Performance Tuning

Introduction

Hi folks, it's your (moderately) friendly neighborhood Aptronym here!

People are always asking me how to get the most it/s out of their GPUs, now... this is a complicated subject due to the current GPU landscape, the wide range of GPUs that can do stable diffusion just within each manufacturer, going back years (nvidia 1080s, 1050s, or RX500 series), as well as varying and often limited amounts of VRAM, possibly inside of a laptop.

That's not even counting the complicated selection of inference platforms SDNext has available, everything from plain everyday CUDA and ROCm to Onnxruntime/Olive, and now ZLUDA.

I can't promise you'll be able to use all of these options, I can't promise they won't crash your instance (or be buggy for that matter), that's going to vary wildly from GPU, OS, RAM, VRAM, current chosen inference platform, and backend, and some of these options will not work together, or at all, on some platforms. You will have to test that yourselves, but we are hoping to build a matrix of sorts showing what is available and what works with what, but that's going to take some user testing and feedback.

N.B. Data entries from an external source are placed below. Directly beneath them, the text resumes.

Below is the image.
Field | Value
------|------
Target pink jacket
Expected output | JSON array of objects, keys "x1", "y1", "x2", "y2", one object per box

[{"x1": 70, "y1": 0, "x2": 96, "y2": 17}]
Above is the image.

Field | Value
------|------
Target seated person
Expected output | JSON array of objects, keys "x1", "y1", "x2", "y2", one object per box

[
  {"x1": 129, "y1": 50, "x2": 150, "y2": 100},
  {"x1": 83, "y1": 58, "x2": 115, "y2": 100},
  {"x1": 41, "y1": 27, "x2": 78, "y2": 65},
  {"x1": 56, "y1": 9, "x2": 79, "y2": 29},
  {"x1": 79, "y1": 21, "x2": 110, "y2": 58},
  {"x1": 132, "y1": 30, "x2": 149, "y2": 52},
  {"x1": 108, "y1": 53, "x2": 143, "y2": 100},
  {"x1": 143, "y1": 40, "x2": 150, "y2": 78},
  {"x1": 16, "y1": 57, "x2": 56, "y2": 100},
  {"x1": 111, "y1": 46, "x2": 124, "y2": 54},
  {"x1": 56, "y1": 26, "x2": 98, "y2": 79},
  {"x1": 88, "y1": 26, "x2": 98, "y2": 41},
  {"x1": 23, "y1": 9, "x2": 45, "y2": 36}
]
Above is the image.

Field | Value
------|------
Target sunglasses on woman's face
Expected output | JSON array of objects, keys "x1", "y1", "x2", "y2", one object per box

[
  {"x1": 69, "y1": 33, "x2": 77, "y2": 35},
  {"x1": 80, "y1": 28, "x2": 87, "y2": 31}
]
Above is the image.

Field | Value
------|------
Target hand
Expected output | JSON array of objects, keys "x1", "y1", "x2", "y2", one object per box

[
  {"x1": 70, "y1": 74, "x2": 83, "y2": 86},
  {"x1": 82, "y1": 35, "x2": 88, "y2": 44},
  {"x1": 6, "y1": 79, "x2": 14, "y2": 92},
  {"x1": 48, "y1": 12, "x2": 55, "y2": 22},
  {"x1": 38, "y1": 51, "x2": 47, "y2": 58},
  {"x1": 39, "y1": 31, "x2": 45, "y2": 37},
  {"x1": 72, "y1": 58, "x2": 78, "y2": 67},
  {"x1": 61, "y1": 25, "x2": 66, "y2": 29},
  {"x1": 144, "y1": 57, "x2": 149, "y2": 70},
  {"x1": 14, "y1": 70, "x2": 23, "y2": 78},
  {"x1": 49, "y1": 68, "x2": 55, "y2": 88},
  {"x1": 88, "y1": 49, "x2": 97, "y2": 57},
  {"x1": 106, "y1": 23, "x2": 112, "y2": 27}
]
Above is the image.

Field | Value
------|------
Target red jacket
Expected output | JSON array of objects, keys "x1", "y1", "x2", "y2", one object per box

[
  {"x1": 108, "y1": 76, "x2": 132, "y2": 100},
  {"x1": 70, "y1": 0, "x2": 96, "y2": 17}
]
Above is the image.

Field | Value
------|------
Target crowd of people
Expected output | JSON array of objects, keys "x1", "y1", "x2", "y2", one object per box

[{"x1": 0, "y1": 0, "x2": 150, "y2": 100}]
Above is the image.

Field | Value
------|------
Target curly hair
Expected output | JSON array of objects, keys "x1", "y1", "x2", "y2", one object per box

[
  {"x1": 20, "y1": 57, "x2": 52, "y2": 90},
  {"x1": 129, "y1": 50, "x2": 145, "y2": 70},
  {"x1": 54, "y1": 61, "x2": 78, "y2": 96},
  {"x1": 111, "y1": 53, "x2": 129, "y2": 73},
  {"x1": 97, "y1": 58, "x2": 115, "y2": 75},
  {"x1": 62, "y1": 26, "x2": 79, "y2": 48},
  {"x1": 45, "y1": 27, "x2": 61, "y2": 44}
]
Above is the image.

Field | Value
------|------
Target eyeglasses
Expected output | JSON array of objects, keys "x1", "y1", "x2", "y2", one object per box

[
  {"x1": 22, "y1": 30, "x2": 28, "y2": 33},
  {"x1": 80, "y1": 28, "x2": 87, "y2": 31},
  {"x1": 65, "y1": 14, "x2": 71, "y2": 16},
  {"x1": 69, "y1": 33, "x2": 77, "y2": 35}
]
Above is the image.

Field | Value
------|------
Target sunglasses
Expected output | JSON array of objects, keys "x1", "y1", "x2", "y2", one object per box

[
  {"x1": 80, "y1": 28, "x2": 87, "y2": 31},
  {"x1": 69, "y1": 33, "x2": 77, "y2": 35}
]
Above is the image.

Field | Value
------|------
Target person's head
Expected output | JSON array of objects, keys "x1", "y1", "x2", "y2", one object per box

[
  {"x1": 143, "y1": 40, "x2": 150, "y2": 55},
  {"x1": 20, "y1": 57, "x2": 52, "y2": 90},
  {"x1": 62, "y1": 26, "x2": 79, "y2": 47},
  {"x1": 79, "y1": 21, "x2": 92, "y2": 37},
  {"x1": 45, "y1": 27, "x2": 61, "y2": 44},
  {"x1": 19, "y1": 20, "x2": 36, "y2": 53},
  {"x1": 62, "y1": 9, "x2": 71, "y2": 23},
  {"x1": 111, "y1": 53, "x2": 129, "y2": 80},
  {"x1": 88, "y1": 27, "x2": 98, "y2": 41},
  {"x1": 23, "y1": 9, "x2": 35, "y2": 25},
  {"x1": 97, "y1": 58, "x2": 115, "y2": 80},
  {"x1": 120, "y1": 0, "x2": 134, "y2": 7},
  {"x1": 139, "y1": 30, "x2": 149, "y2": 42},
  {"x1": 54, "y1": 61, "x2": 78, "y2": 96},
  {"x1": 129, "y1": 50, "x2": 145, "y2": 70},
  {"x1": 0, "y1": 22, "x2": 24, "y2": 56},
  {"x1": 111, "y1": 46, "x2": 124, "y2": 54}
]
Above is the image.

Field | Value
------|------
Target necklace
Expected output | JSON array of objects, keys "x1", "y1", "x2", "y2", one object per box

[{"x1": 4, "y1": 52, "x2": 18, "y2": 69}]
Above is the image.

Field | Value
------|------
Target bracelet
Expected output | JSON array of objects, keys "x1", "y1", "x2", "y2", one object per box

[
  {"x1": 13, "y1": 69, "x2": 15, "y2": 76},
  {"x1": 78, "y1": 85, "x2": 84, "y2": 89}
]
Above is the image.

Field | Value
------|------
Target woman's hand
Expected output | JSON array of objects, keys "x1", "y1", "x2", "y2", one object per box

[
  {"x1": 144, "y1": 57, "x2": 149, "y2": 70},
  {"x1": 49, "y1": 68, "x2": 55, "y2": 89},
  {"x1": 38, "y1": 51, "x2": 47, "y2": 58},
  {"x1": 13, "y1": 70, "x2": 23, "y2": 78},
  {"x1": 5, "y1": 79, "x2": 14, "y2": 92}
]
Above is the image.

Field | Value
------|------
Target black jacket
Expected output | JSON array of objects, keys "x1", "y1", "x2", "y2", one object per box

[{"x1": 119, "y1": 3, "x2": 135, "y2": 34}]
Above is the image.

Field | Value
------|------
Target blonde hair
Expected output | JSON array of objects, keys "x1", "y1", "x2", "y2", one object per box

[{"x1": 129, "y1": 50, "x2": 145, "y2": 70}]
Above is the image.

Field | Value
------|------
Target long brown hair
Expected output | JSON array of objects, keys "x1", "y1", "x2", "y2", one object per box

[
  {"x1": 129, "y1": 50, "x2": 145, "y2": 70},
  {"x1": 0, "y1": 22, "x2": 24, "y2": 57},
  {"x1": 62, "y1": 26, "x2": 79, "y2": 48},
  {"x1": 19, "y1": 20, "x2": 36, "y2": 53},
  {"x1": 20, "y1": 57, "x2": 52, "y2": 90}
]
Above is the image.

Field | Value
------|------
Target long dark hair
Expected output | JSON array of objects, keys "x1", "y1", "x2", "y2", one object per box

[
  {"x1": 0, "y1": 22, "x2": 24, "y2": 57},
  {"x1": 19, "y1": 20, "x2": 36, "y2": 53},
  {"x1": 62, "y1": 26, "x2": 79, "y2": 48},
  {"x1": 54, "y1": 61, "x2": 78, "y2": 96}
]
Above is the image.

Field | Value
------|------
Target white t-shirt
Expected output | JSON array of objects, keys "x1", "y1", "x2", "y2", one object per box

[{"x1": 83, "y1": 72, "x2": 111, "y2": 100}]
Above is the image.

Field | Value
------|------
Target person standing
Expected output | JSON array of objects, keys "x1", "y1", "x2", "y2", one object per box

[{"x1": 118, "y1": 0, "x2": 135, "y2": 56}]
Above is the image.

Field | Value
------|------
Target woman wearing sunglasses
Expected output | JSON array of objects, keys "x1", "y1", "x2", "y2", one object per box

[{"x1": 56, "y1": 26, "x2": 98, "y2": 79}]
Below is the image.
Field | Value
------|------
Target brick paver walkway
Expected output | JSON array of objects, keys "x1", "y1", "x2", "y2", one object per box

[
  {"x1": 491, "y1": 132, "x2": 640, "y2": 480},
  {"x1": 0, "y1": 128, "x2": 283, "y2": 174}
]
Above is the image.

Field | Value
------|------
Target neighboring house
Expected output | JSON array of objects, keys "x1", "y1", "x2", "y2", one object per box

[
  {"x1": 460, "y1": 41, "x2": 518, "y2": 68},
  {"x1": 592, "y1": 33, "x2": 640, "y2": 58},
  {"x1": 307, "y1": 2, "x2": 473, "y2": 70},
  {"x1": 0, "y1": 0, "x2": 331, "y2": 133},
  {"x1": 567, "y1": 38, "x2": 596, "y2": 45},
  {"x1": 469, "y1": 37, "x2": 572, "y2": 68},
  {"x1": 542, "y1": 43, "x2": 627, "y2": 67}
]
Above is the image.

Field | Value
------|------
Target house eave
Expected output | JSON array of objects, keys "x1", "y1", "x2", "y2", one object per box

If you help us by providing feedback (issues w/logs, screenshots, etc.), which we never have enough of, we will do our best to correct what we can and ensure that the experience of using SDNext is as optimized as it can be. Some limitations we won't be able to overcome purely do to things beyond our control, such as conflicts caused by the nature of the inference platform.

Just as an added ray of sunshine to give you hope, there are plans in motion to create a more self-optimizing system that will not only configure itself for optimal performance based on your setup, but also react to what you're doing, what model you have loaded (SD15 v. SDXL is a huge difference), and specified preferences, so that it is always as performant as possible while sacrificing minimal quality loss. We would welcome any assistance with this, recently-laid-off-due-to-AI developers (Curse you Devin!) or any developers, or people with coding experience, at all.

Compute Settings

Note: Changing any of the settings on this page will require you to, at the least, unload the model and then reload it (after hitting apply!), as these settings are applied on model load, not in realtime.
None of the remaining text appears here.